OnStream Holdings, Inc.
- Type: Private
- Founded: 1998; 28 years ago in the Netherlands
- Founder: William B. Beierwaltes
- Defunct: 2003; 23 years ago
- Fate: Bankruptcy
- Website: onstream.com at the Wayback Machine (archived 1999-02-08)

= OnStream =

Dutch magnetic tape storage company

OnStream Holdings, Inc., was a Dutch computer hardware company that manufactured magnetic tape data storage products. The company was a spin-off of Philips established in 1998 and went bankrupt in both 2001 and 2003.

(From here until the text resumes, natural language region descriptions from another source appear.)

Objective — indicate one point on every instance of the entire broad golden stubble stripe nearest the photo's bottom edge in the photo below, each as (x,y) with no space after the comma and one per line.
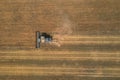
(58,71)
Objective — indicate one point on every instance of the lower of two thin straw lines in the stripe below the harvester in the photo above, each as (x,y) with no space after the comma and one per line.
(58,58)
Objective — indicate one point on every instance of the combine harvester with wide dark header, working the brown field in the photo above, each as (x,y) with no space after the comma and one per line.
(42,38)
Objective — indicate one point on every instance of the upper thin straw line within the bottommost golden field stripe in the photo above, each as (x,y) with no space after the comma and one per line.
(51,68)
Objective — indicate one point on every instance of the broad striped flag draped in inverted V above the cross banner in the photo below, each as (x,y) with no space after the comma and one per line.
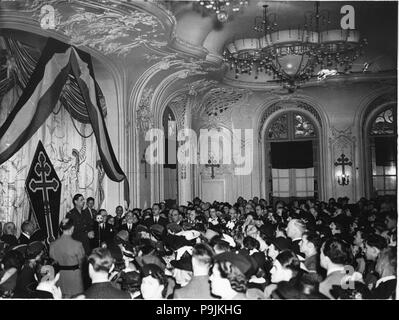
(39,98)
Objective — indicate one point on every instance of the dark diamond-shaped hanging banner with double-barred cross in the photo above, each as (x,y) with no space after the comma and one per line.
(44,191)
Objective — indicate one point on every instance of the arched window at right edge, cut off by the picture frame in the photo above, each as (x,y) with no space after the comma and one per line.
(382,135)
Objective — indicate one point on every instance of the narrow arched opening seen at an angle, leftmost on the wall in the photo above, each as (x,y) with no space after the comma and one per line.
(170,176)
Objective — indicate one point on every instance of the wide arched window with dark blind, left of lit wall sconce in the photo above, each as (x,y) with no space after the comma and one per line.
(292,157)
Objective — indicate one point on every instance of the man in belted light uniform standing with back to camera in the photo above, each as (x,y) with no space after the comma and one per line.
(70,255)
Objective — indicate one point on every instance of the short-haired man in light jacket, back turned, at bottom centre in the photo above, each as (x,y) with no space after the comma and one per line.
(198,287)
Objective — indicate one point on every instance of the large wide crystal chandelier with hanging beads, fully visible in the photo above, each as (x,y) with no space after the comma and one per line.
(293,56)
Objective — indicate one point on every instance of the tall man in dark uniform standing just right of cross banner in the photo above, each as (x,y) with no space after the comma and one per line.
(83,224)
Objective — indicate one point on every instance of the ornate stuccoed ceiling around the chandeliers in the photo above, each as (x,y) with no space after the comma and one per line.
(139,34)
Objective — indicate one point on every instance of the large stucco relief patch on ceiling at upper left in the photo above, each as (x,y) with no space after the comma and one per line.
(106,26)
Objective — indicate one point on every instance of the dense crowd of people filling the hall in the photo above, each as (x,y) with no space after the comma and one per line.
(249,250)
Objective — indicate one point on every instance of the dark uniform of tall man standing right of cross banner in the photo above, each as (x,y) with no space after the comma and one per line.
(83,224)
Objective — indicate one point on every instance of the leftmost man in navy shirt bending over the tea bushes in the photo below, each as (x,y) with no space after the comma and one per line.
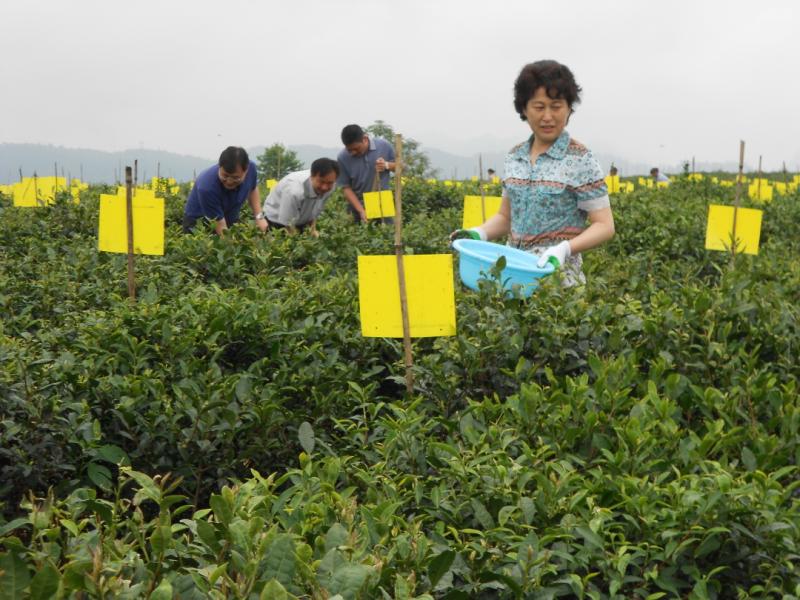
(220,191)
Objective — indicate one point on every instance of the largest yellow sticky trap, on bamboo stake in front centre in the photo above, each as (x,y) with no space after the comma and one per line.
(429,291)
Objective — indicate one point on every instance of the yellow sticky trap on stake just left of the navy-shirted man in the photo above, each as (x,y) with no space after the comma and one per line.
(148,225)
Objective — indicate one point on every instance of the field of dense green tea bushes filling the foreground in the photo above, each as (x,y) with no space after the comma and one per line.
(231,434)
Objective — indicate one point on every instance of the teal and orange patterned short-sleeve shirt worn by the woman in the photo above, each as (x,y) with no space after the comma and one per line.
(550,199)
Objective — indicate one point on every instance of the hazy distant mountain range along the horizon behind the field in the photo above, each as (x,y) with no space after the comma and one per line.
(97,166)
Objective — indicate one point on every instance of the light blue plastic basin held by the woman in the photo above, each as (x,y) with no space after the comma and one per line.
(476,258)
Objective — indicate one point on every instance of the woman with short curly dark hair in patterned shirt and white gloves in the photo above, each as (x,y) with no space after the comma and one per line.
(552,184)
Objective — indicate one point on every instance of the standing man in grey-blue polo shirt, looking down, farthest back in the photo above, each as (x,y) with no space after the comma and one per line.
(362,158)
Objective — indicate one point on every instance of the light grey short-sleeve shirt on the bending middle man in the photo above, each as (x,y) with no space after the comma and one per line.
(293,200)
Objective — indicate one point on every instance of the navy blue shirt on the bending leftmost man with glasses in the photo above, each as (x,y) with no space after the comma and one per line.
(210,199)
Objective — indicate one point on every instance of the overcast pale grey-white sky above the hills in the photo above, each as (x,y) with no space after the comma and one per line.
(662,81)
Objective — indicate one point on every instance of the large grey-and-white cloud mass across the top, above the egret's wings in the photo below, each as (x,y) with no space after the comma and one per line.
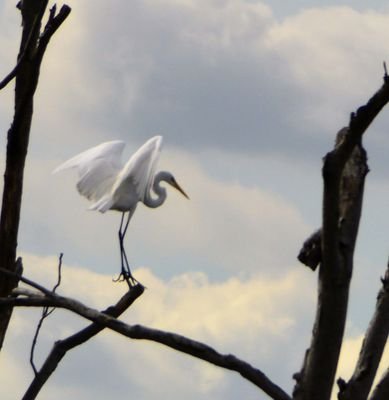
(220,75)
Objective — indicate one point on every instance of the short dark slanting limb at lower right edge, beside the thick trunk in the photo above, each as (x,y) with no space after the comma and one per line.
(359,386)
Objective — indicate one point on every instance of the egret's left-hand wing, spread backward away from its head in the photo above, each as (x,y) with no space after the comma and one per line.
(97,168)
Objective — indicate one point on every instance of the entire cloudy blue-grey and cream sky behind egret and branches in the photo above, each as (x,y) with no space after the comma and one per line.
(248,96)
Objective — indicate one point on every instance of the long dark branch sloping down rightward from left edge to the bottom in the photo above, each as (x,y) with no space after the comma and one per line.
(172,340)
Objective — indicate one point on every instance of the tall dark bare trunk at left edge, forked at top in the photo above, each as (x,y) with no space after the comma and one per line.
(26,79)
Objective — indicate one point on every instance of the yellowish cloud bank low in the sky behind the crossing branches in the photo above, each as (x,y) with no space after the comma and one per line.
(268,313)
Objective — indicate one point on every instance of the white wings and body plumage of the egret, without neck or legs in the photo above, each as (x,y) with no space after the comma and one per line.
(110,185)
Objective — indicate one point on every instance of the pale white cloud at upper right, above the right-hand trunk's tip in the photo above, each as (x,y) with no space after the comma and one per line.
(337,68)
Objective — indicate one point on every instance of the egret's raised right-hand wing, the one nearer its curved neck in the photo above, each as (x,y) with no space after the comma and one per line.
(140,168)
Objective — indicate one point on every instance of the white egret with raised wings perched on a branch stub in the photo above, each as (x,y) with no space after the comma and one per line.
(111,185)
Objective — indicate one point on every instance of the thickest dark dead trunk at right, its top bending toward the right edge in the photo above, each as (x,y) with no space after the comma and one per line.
(344,172)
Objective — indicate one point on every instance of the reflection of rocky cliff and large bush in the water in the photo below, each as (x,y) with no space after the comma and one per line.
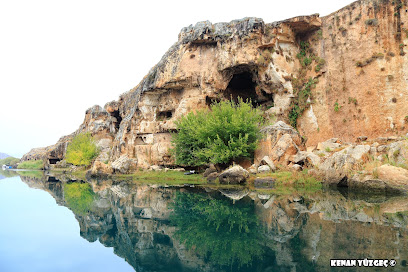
(188,229)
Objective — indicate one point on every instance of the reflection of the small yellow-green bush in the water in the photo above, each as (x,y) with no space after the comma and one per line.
(79,197)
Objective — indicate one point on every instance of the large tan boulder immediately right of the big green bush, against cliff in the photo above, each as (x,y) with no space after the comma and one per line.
(280,142)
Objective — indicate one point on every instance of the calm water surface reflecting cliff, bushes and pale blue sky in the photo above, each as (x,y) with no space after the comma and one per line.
(52,225)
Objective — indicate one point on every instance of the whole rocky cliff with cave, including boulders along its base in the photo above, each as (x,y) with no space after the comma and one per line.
(346,101)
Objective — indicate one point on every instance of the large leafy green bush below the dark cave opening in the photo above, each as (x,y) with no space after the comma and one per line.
(223,134)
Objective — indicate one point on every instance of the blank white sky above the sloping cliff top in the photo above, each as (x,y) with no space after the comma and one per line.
(58,58)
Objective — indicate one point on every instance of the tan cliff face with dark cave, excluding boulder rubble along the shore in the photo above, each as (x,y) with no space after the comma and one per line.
(360,88)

As a result of its first bankruptcy in 2001, the company was split into two parts, OnStream Data and OnStream MST. The "Data" division manufactured magnetic tape products and the "MST" division produced the thin film tape heads. MST also produced microsieves and microelectromechanical systems products. After the second OnStream bankruptcy in 2003, the MST division was reborn as fluXXion, a maker of high-tech filtering products. fluXXion had some success in filtering beer and other food products but went bankrupt in 2011.

Prior to the first bankruptcy, the CEO was William B. Beierwaltes, a tape systems pioneer and founder of Colorado Memory Systems.

The company's magnetic tape data storage technology was called Advanced Digital Recording (ADR). Tape drives based on this technology were relatively high in data capacity and low in price.